Inactivation of β-catenin results in the reduction of postnatal body weight gain

• We model the perinatal conditional knockout of β-catenin mice by CamKIIα-Cre.
• We observe reduced body weight gain in β-catenin CKO mice from P8.
• Data suggest the deficiency of food intake in β-catenin CKO mice from P8.
• The level of mRNA expression of NPY increases in β-catenin CKO mice at P15.
• The level of mRNA expression of POMC decreases in β-catenin CKO mice at P15.

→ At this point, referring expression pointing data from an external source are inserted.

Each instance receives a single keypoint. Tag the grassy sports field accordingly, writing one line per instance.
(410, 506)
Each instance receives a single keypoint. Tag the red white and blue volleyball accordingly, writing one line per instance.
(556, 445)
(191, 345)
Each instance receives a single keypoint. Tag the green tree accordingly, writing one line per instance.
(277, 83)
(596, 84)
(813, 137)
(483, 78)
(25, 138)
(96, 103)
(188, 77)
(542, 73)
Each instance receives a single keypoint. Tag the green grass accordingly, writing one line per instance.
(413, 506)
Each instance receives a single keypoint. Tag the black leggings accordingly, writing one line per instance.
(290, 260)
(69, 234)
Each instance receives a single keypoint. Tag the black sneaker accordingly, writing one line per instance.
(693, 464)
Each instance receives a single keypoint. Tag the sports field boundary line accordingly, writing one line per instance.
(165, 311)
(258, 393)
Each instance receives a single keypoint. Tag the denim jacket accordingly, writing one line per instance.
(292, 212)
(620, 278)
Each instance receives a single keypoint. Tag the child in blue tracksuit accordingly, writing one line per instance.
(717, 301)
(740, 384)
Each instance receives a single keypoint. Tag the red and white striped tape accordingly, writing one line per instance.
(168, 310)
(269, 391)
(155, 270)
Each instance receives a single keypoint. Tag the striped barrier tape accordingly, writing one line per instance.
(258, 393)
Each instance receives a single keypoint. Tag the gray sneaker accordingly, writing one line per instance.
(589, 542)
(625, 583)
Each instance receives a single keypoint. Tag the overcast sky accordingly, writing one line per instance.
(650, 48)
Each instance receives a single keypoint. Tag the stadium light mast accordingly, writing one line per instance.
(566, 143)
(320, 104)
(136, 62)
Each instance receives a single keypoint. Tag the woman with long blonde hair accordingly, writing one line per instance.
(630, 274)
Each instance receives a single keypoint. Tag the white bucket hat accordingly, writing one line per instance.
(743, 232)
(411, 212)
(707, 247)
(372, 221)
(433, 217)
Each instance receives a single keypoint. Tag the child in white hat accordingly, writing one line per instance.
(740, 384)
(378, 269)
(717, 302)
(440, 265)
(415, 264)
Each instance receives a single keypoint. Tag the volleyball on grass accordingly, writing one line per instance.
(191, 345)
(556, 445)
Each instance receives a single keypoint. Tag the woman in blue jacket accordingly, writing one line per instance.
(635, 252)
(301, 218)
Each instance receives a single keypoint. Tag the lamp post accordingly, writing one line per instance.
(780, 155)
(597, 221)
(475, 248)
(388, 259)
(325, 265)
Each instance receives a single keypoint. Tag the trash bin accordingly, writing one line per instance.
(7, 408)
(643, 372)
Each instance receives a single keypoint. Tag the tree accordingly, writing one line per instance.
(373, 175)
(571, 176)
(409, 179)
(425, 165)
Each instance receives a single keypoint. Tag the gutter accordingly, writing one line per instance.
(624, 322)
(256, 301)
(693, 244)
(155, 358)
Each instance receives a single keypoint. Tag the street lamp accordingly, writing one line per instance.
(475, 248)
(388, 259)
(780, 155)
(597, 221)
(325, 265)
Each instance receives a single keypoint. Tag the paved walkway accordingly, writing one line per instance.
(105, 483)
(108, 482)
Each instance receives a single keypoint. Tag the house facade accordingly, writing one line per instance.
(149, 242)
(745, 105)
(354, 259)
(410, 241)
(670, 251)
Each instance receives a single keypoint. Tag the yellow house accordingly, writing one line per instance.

Arcuate nucleus of hypothalamus (ARH) is the core component in the regulation circuits of food intake and energy homeostasis. ARH projections to other parts of the hypothalamus and to extrahypothalamic areas are established in the postnatal two weeks, which is a pivotal stage for individual development. β-Catenin, a cell adhesion protein and also the mediator of canonical Wnt signaling pathway, plays an important role in embryonic development and adult homeostasis. However, whether β-catenin plays any roles in the development of hypothalamus is not clear. Here, we report that perinatal conditional knockout of β-catenin by CamKIIα-Cre in forebrain reduces body weight gain from P8 and dramatically shortens life span. Quantitative PCR and in situ hybridization results showed the expression of NPY mRNA in the ARH of β-catenin CKO mice at P15 is obviously increased compared with that of littermate controls, whereas the expression of POMC mRNA is significantly decreased, which suggested the reduction of postnatal body weight gain might be due to the deficiency of food intake. Together, β-catenin might play an important role in the regulation of food intake and postnatal body weight gain probably through affecting the development of ARH circuits.